Karen C. McConnell is a partner in Ballard Spahr LLP's Phoenix office and chairwoman of the firm's national M&A practice group. Her entire career has been spent as a business lawyer, focusing on mergers and acquisitions, securities and general corporate law. Her clients, many of whom she has worked with for more than a decade, include large public companies as well as smaller startup companies. She also works with a number of high-net-worth individuals and family offices that devote a portion of their wealth to encouraging new business ventures. In recent years, much of McConnell's time has been spent representing financial investors on a wide range of private equity and venture capital transactions. The variety of her clients has meant a constant, varied and exciting deal flow. She says she stopped counting the number of deals she had done a few years ago when it topped 300, though she is looking forward to doing many more.

Q: How did you become a rainmaker?

A: Most of my business has been referral-based. I learned how to practice law from some wonderful attorneys/mentors who modeled professionalism. They taught me that simply being a good lawyer will not result in business generation; rather, personal relationships are critically important. If your clients want to work with you, they will refer you to their colleagues and friends. If other attorneys trust that you will take good care of their referrals, they will think of you when a conflict arises. If the opposing party in a transaction observes with favor your demeanor and negotiation and drafting skills, that party will hire you after the deal closes.

When I was a senior associate, I was staffed to represent a company in what was then the largest reported venture capital transaction ever in the state of Arizona. The transaction was enormously successful for the two venture capital firms, and for the company, and within six months I was leading the legal effort for the IPO. While this was happening, one of the VC firms was pursuing an educational technology company in Phoenix without much success. The target company did not have corporate counsel, and the VC was confident that I could convince the target that the VC firm would be an excellent partner. I interviewed with the owner of the target firm, who notoriously hates lawyers, but I managed to get myself hired. I have now represented him and various of his family members for about 25 years.

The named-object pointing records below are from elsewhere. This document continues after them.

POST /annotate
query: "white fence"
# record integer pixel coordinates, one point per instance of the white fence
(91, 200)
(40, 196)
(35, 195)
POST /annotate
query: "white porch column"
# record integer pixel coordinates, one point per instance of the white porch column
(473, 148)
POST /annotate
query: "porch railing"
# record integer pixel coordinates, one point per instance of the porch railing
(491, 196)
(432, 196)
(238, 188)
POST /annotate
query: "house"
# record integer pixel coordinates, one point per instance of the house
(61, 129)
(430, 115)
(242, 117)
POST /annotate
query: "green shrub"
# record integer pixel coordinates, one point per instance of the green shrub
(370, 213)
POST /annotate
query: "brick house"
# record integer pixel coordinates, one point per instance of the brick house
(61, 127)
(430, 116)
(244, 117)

In the end, he didn’t do the deal with the VC firm and opted instead for an outright sale to a large public company. He stayed on for a few years until his entrepreneurial spirit won out. He has since formed and sold half a dozen businesses, and I suspect that I will retire before he does! He later referred me to one of his colleagues in the educational services market, who I then represented in the sale of his company, and the subsequent repurchase of the business a few years later. I was able to thank the VC firm for the referral by sending some investment opportunities back to them.

Q: How do you stay a rainmaker?

A: First, I keep my clients happy. The easiest source of new work is from those who already know you, and if your clients are happy they will refer you to others needing your skills, knowledge and experience. Excellent service and responsiveness are critical, but so is taking a genuine interest in the clients’ businesses and in them personally. Many of my clients are Facebook friends; I have met their spouses and children, and have attended their weddings and the weddings of their children. They know all about my family, by name, and ask about them regularly. We care about each other.

Second, when I am referred to a new client by a third party, and especially when that referral source is another attorney, I always treat the new client in a manner that I know will reflect well on my referral source, and I always reciprocate when possible. Conflicts arise often, and referral networks are highly valued.

Third, I stay engaged and get out of my office, both to visit with clients and to meet new people, as often as I can. No number of touches by email or even by telephone can substitute for face time over a meal, a cup of coffee, or a glass of wine.

Q: What advice would you give to an aspiring rainmaker?

A: Generating business takes a lot of time and patience. Choose a strategy that fits your personality and interests. If you are not comfortable walking into a room full of strangers and shaking hands (as I am not), look for an opportunity on a smaller scale, such as joining a board or speaking on a panel. You also should schedule client development activities into your calendar. Our days are so busy that if we don’t plan for client development activities they simply won’t happen. Finally, put your ego aside because you will occasionally be rejected (but hopefully not often!).

Q: Tell us a tale of landing a big client.

A: Even though most of my business has been referral-based, I did get a new client once from a speech. I was on a panel at an M&A seminar, and was approached afterward by an executive of a private company who was interested in undertaking a management buyout. I was hired for that purpose, including a concurrent investment by a private equity firm.

Over the years, I served as the lead lawyer as the new venture acquired several businesses and technologies and grew significantly around two main business lines. We later sold those two business lines in two transactions to public companies. The PE investors were extremely pleased with their investment. The management team concluded they were too young to retire, so they started again. We formed a new venture with a new PE partner, and have since bought half a dozen companies for them. This relationship started in 1999 and it is still going strong almost 15 years later. All from a speech!